After a successful trial run on limited flights, American Airlines said March 31 it was expanding its Wi-Fi Internet service to more than 300 domestic aircraft over the next two years. Teaming with airline Wi-Fi service provider Aircell, American will install wireless broadband on its domestic MD-80 and Boeing 737-800 aircraft fleets, beginning with 150 MD-80 aircraft this year.
Aircell's air-to-ground service known as Gogo turns an airliner into a Wi-Fi hotspot, allowing passengers to surf the Web, check e-mail, send instant messages and access a corporate VPN. While travelers can use any Wi-Fi-enabled device, such as a mobile phone or laptop, Internet phone calls are not allowed, due to Federal Aviation Administration restrictions. SMS text messaging and instant messaging, however, will be allowed.
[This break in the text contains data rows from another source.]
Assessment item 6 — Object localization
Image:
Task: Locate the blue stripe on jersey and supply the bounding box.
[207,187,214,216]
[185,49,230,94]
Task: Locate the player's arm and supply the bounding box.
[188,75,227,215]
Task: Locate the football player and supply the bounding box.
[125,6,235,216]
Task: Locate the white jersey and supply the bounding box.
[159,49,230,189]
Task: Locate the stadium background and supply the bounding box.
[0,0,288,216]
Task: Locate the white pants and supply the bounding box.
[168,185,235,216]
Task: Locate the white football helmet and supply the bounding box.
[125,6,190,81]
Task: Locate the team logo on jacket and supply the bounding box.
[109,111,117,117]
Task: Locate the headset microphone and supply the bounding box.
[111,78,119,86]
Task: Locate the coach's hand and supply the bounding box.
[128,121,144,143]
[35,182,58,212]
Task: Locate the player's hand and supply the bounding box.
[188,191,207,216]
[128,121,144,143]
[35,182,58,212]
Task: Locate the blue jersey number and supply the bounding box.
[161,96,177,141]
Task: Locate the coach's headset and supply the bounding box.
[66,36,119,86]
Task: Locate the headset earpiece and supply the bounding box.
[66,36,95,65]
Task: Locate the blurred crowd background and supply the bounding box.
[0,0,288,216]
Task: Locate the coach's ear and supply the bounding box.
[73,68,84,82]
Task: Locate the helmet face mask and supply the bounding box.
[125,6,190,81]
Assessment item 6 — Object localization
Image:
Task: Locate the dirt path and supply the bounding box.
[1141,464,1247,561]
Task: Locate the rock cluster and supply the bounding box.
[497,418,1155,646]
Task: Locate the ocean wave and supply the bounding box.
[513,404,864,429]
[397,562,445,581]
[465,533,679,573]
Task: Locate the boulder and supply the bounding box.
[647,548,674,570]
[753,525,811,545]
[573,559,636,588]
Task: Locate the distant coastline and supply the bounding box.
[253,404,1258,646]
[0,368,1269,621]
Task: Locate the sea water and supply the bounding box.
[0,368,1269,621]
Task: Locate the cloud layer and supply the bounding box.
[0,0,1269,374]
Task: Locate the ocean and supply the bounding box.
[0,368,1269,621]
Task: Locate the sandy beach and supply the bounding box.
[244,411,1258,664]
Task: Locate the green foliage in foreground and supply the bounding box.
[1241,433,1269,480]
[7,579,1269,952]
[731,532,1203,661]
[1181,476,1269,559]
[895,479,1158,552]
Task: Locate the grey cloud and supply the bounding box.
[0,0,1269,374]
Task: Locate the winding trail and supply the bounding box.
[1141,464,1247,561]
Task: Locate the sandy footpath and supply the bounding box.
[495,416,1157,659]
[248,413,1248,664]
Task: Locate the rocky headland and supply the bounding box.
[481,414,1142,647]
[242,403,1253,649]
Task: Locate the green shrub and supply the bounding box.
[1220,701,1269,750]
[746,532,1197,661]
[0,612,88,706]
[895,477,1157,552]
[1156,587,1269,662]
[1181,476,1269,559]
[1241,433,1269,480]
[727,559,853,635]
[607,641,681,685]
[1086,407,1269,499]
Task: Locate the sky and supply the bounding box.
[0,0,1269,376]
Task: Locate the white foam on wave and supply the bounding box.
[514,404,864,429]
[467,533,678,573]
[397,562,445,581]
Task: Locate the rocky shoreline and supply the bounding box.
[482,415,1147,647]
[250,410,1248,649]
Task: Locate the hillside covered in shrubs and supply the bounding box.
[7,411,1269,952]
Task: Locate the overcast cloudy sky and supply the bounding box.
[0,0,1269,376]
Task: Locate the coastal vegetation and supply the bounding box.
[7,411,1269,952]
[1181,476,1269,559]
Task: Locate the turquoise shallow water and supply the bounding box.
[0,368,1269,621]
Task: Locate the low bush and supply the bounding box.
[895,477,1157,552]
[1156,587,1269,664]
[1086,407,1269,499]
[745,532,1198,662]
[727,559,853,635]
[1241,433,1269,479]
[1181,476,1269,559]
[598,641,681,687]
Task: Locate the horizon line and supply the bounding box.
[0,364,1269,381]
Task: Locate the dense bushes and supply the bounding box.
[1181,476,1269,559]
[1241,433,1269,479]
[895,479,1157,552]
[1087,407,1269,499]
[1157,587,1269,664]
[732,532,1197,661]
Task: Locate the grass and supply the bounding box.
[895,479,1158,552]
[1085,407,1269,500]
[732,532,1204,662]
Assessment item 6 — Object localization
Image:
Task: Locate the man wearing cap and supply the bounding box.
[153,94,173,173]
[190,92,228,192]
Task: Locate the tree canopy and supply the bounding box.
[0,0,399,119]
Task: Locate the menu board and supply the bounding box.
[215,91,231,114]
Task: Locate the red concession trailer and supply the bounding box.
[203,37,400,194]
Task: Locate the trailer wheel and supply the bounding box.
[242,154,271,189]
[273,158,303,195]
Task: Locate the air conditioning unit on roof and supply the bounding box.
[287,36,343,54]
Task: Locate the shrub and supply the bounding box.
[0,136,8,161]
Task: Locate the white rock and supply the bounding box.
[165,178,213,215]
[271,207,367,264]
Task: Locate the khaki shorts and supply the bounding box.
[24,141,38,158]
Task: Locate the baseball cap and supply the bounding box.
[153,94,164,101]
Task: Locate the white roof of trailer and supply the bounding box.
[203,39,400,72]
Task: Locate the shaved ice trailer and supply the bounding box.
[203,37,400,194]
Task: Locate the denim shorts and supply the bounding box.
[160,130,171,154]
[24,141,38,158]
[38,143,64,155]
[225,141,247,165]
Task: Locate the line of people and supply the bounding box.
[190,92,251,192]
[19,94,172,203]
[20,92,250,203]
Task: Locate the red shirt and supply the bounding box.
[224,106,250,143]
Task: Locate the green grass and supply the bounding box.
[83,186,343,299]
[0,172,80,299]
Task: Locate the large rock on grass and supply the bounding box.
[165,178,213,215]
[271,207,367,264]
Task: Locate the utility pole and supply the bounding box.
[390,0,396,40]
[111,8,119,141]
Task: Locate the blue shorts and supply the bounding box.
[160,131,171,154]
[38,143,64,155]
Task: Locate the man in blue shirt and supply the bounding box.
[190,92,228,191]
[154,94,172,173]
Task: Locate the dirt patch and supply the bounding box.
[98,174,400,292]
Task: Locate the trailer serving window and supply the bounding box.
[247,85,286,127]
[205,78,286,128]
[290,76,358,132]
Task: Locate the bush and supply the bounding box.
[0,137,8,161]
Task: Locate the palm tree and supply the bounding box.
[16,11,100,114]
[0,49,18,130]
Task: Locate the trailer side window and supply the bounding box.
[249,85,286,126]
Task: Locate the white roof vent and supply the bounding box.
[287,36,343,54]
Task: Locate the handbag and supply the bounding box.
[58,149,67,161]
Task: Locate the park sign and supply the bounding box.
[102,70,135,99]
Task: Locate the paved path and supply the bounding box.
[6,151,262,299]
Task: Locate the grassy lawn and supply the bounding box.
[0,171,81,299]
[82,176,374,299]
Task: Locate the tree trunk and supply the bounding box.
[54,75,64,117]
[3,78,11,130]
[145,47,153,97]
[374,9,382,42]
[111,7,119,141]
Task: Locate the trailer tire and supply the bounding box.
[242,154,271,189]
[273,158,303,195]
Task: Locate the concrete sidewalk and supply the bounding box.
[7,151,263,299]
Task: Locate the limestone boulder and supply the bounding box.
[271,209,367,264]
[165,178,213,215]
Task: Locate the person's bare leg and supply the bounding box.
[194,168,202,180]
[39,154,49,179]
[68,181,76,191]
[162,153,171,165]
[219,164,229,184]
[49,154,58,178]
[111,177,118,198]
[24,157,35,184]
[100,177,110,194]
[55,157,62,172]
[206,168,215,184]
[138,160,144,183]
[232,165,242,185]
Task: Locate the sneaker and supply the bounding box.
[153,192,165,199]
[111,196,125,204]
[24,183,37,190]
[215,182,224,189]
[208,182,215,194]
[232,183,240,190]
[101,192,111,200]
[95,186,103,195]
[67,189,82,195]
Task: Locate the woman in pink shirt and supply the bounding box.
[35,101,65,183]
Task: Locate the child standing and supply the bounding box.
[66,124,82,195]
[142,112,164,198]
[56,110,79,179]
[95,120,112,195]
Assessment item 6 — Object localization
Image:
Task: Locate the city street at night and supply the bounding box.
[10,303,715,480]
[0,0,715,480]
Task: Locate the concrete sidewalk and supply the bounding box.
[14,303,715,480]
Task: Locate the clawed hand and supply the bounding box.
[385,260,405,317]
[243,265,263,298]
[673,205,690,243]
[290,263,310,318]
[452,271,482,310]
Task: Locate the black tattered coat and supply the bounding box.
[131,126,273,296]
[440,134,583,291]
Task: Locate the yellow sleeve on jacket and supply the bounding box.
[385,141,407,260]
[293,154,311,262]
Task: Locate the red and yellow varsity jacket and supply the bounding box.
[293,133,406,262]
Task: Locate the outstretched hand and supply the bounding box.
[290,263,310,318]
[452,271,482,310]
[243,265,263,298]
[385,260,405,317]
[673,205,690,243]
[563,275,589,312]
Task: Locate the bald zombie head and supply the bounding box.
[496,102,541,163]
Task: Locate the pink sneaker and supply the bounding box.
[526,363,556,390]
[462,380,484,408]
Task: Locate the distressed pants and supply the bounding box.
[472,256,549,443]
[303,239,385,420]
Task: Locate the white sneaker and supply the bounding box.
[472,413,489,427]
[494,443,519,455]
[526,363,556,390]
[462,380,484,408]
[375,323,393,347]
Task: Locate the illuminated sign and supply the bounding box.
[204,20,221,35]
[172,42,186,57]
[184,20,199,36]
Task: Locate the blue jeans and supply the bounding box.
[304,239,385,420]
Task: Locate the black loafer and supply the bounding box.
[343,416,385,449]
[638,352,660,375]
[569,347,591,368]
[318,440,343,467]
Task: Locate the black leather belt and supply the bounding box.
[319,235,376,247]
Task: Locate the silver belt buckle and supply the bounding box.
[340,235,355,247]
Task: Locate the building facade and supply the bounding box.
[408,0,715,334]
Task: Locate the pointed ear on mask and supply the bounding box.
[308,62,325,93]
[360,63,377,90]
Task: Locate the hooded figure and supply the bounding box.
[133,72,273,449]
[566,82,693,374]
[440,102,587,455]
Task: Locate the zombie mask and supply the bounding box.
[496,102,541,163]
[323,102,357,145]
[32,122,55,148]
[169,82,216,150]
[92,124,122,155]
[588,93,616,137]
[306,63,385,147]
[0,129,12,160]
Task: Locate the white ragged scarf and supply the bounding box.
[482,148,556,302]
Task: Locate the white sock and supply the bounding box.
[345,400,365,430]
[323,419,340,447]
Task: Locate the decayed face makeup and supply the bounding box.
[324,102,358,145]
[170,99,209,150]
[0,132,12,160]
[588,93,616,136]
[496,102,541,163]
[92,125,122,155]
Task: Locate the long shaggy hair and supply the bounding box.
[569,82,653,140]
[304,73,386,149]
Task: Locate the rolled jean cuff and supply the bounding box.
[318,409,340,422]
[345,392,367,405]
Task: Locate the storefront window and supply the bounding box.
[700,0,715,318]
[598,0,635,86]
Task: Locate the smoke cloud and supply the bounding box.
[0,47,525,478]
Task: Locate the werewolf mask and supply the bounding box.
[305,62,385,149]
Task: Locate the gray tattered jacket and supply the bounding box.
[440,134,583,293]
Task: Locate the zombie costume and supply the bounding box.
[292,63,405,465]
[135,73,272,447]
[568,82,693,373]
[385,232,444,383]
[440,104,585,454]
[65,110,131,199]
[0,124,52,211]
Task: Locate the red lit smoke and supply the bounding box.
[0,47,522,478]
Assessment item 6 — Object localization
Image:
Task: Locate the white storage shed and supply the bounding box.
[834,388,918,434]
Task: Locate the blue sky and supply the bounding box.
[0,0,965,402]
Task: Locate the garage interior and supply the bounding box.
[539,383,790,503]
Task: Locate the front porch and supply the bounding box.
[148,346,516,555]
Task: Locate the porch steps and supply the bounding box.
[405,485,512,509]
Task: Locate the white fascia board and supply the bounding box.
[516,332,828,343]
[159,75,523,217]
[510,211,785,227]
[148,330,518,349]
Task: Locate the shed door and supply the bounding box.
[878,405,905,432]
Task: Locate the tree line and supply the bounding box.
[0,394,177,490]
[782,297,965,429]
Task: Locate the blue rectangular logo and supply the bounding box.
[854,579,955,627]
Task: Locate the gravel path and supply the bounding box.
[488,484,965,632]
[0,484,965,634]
"Our trial over the past six months offered customers the choice to remain connected to work, home or elsewhere when flying on American Airlines," Dan Garton, American's executive vice president of marketing, said in a statement. "And it also gave us the ability to study customers' willingness to take advantage of high-speed, onboard connectivity and to gauge how the service performed technically in a variety of settings over an extended period of time. We are pleased that the results were positive and that we have decided to move forward."
Aircell's price for the Gogo service ranges from $7.95 to $12.95 based on length of flight and whether the device is a handheld PDA or a laptop computer. Flights of more than three hours carry a charge of $12.95 and flights of less than three hours will charge $9.95. The charge for connecting a handheld device is $7.95, regardless of the flight time.
"The passenger response to Gogo Inflight Internet has exceeded even our own high expectations, with many people becoming frequent users who rely on it to stay connected to the office, friends and family in their travels," said Aircell President and CEO Jack Blumenstein. "We are excited to help American Airlines expand Gogo to the majority of its domestic fleet, enabling more of its passengers to turn flying time into 'me time.' With Gogo, flying becomes whatever you want it to be - productive, entertaining, informative, you name it."
In addition to American Airlines, Aircell is also partnering with Delta and Virgin America to provide onboard broadband. Delta began testing the Gogo service Dec. 16, offering Wi-Fi for $9.95 on half its flights between Boston's Logan, New York's LaGuardia and Washington's Reagan National airports. Delta said it plans to have its entire fleet of planes covered by May 31.
Southwest Airlines and Alaska Airlines are also moving to broadband service using Row 44's satellite-to-plane Wi-Fi technology. The Row 44 system provides downlink data rates averaging 30M bps and 620K bps maximum in the uplink direction. Along with providing broadband for passengers, Row 44's technology provides the airlines with a broadband link for operational data.
Row 44's major system components include a low-profile antenna mounted to the top of the fuselage. Four compact line-replaceable units are installed above the cabin headlining just below the antenna: a server management unit, a high power amplifier, an antenna control unit and a modem data unit. To distribute a Wi-Fi signal, one or more wireless access units are placed in the airplane cabin.
Alaska Airlines conducted a number of ground and in-flight tests of Row 44's technology to make sure the system doesn't interfere with aircraft navigation systems. The service is being offered on a trial basis and has not yet received final FCC approval.